Dalle leggende alle curiosità sulla primavera. Tutto quello che c'è da sapere

Lo sapete che tra poco arriveranno i Giorni della merla? Stiamo parlando dei giorni più freddi dell’anno comunemente fatti coincidere con il 29, 30 e 31 gennaio anche se c’è un’altra tradizione che li colloca negli ultimi due giorni di gennaio e nel primo giorno di febbraio. Ma di cosa si tratta e perché hanno questo nome? Vediamo le curiosità più interessanti. 


Tutto sull’origine dei giorni della Merla

Sono tante le leggende legate a questo particolare periodo dell’anno. La più conosciuta narra che un giorno  la merla che in origine aveva  le piume bianche e non scure, per ripararsi dal freddo insieme ai suoi piccoli si rifugiò in un comignolo. Questi uscirono l’1 febbraio e a causa della fuliggine divennero tutti neri. Da quel giorno in poi tutti i merli diventarono scuri.

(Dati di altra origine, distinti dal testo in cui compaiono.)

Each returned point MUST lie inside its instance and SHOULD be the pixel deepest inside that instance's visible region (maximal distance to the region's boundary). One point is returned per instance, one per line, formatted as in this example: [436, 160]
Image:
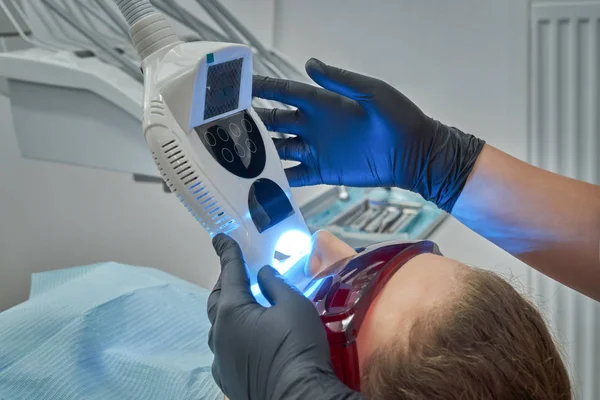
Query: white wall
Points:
[463, 62]
[56, 216]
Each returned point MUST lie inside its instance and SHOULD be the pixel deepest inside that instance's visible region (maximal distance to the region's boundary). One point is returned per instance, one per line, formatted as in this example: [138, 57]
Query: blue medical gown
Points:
[107, 331]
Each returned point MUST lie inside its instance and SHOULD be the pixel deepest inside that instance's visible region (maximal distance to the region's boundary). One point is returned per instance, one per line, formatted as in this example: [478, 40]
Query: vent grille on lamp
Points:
[565, 138]
[213, 217]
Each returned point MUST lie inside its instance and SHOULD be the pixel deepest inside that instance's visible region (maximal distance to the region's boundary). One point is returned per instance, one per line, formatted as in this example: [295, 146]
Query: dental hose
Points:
[149, 30]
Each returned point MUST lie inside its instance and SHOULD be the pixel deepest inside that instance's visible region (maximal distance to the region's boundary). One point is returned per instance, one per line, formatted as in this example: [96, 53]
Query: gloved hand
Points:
[262, 353]
[360, 131]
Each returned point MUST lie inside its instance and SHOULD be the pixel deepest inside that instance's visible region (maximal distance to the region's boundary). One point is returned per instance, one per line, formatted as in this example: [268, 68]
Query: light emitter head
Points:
[209, 145]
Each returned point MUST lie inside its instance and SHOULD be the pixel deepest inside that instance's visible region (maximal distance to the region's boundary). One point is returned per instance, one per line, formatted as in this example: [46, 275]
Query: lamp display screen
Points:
[222, 88]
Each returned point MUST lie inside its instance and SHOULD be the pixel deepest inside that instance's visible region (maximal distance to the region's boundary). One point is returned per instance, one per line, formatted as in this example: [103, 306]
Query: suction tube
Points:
[149, 30]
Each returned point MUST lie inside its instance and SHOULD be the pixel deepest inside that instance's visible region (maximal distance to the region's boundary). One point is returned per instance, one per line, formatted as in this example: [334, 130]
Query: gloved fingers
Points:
[294, 93]
[302, 175]
[275, 288]
[349, 84]
[235, 284]
[291, 149]
[282, 121]
[216, 374]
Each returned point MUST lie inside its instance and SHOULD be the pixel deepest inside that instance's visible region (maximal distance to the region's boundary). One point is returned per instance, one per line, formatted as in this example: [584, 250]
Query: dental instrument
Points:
[211, 148]
[344, 291]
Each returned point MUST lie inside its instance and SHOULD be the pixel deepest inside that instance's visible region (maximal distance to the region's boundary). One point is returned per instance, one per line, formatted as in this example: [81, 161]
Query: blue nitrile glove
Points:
[360, 131]
[272, 353]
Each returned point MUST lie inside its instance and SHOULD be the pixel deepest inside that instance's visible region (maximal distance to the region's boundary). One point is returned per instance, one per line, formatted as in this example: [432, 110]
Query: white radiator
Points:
[565, 138]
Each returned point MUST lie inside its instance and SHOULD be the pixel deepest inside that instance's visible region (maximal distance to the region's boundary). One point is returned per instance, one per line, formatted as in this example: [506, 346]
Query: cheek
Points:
[367, 339]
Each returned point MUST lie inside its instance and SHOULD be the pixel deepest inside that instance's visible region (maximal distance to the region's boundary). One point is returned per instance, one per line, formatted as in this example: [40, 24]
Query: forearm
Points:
[548, 221]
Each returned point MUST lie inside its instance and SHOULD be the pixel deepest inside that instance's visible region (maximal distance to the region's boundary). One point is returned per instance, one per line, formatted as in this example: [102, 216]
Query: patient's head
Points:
[441, 329]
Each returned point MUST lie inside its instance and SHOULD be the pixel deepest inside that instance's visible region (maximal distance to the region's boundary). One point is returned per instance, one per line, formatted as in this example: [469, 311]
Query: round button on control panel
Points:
[236, 144]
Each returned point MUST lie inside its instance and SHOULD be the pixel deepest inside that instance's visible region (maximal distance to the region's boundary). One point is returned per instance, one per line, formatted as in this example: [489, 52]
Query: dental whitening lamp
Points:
[210, 146]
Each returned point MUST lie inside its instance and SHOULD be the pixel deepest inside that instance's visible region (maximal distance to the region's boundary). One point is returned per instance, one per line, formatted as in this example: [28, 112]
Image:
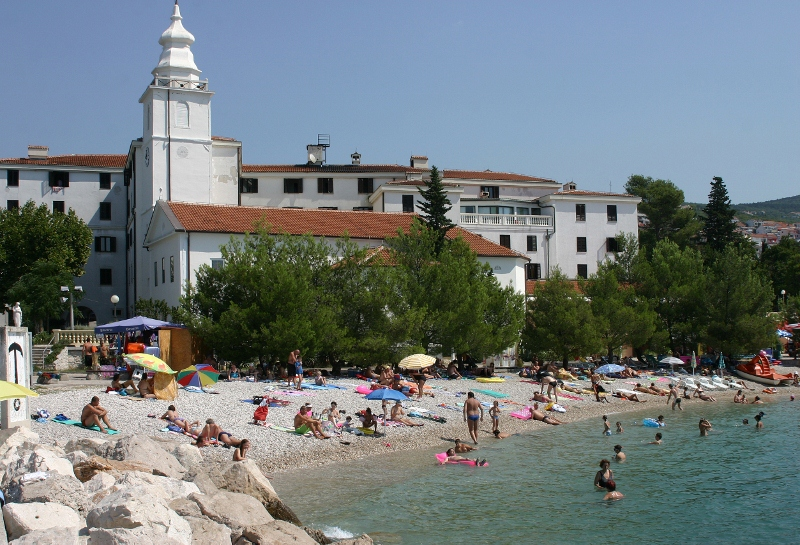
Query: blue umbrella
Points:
[609, 368]
[386, 393]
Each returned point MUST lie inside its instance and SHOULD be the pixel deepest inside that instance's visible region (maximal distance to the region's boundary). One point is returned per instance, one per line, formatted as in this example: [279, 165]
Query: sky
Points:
[590, 92]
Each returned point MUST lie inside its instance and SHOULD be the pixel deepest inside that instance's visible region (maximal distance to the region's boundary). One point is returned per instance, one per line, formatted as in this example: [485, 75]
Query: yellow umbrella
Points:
[9, 390]
[416, 361]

Un’altra leggenda invece racconta che poiché gennaio era molto dispettoso nei confornti di una merla, al punto da scatenare  freddo e gelo ogni volta che usciva a cercare cibo la merla decise di prendersi gioco di lui. Riuscì a fare scorta di cibo e decise di rimanere all’interno del nido per tutto il mese di gennaio che una volta durava 28 giorni. Quando uscì dal rifugio  gennaio decise di fargliela pagare chiedendo in prestito tre giorni da febbraio e provocando freddo e neve, così la merla si riparò in un comignolo per tre giorni e una volta uscita era tutta nera assumendo da quel momento il colore scuro che tutti conosciamo.

Un’altra curiosità legata a questi giorni riguarda anche la primavera, se questi saranno molto freddi ci attende una bella primavera in caso contrario la primavera tarderà ad arrivare.